Hambourg va finalement participer financièrement à la reprise de la construction de l’Elbtower, un gratte-ciel inachevé qui était censé devenir un nouveau symbole de la ville, mais qui est devenu un symbole des difficultés financières et des ambitions démesurées. Le projet accueillera désormais le futur Musée d’histoire naturelle.
La tour, surnommée « le petit Olaf » en référence à l’ancien maire Olaf Scholz qui avait initialement soutenu le projet, s’élève à moitié construite sur les rives de l’Elbe. Lancée en 2018, elle devait atteindre 245 mètres de haut, conçue par l’architecte David Chipperfield et financée par l’entrepreneur autrichien René Benko et son groupe Signa. Mais la construction s’est arrêtée en 2023, lorsque Signa s’est retrouvé incapable de payer ses dettes et a finalement déclaré faillite.
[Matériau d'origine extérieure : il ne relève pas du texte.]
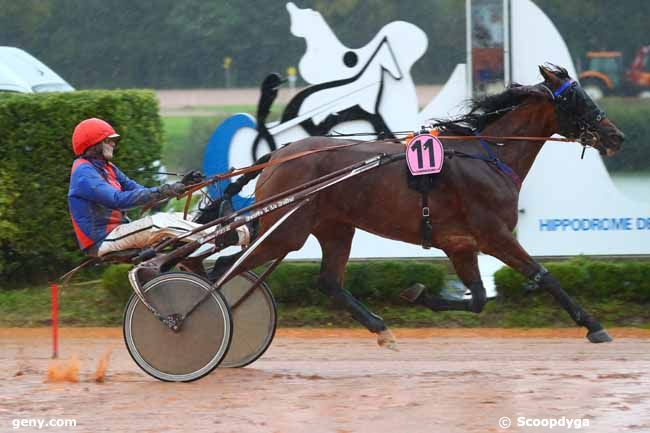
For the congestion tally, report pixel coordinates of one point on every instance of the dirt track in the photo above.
(340, 381)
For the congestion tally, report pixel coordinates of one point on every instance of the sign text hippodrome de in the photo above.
(594, 224)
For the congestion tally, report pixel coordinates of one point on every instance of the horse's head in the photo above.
(577, 115)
Le Sénat de Hambourg avait initialement affirmé ne pas vouloir investir de fonds publics dans la reprise du chantier. Cependant, la perspective d’accueillir le nouveau Musée d’histoire naturelle dans la tour a changé la donne. « Dans l’analyse coûts-avantages, l’Elbtower occupe clairement la première place », a déclaré le sénateur des Finances Andreas Dressel. La ville, déjà tenue par un traité d’État de créer un musée regroupant les collections d’histoire naturelle, estime qu’il sera moins coûteux de terminer la tour et d’y installer le musée que d’en construire un nouveau.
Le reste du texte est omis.